What happened? Plenty of Bordeaux is still consumed in the United States. In 2009, 1.29 million cases of Bordeaux wine were imported, accounting for 0.46 percent of all still wines, domestic and foreign, distributed in the country. While this percentage rises and falls year to year, it is still a far cry from its highs in the mid-1980s. Bordeaux shipments accounted for 1.69 percent of all still wines distributed in the United States in 1985, for example.
While the drop stems from far more competition in the lower-priced market, it also reflects a shift in the demographic of Bordeaux aficionados. For young Americans in particular, Bordeaux has become downright unfashionable.
Not so long ago, young wine-loving Americans were practically weaned on Bordeaux, just as would-be connoisseurs had been for generations. It was the gateway to all that is wonderful about wine. Now that excitement has gone elsewhere, to Burgundy and the Loire, to Italy and Spain. Bordeaux, some young wine enthusiasts say, is stodgy and unattractive. They see it as an expensive wine for wealthy collectors, investors and point-chasers, people who seek critically approved wines for the luxury and status they convey rather than for excitement in a glass.
“The perception of Bordeaux for my generation, it’s very Rolex, very Rolls-Royce,” said Cory Cartwright, 30, who is a partner in Selection Massale, a new company in San Jose, Calif., that imports natural and traditional wines made by small producers, and who writes the Saignée wine blog. “I don’t know many people who like or drink Bordeaux.”
But the lack of interest is not just a question of perception.

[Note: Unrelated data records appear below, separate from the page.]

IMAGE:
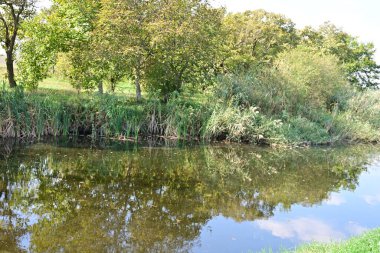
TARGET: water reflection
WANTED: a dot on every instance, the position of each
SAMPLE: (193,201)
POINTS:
(57,199)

Nor is it solely a reflection of the weak economy, which drove down sales of most higher-priced wines in the last two years.
The more troubling sign for Bordeaux is that it has largely lost the loyalty of people like sommeliers and neighborhood wine shop proprietors, who can help build an audience for wines. The high-end, big-name wines will always have a market, but the less expensive, less familiar names, the natural points of embarkation for young wine explorers, may not fare as well without the support of those crucial intermediaries.
“I don’t know any young sommelier who I’ve encountered in the last 15 years who is a Bordeaux hound,” said Paul Grieco, an owner of the restaurant Hearth as well as two innovative wine bars, Terroir and Terroir Tribeca, all in Manhattan. Mr. Grieco has been a mentor for many young sommeliers. He himself learned about fine wine by drinking Bordeaux. Nonetheless, at his wine bars, he serves 50 wines by the glass, and not one is a Bordeaux. His shift has left him with mixed feelings.
“I think, ‘I’m a history guy, how can I not revere Bordeaux?’ ” he said. “If even one person came in and said, ‘I want a glass of Bordeaux,’ I might think I really have to serve a Bordeaux. But not one person has said that. Not one! That’s pretty sad.”
For many younger sommeliers and wine lovers, the new standard of excellence is Burgundy.
Unlike Bordeaux, where many of the best-known chateaus are run by corporations or wealthy absentee owners, Burgundy is full of estates, including many of the leading ones, that are essentially small businesses. Dealing with Bordeaux often requires working with middle management and marketing specialists. It’s much easier to visit a Burgundian estate and find the one person who has dirt on the boots, wine on the hands and a name on the bottle.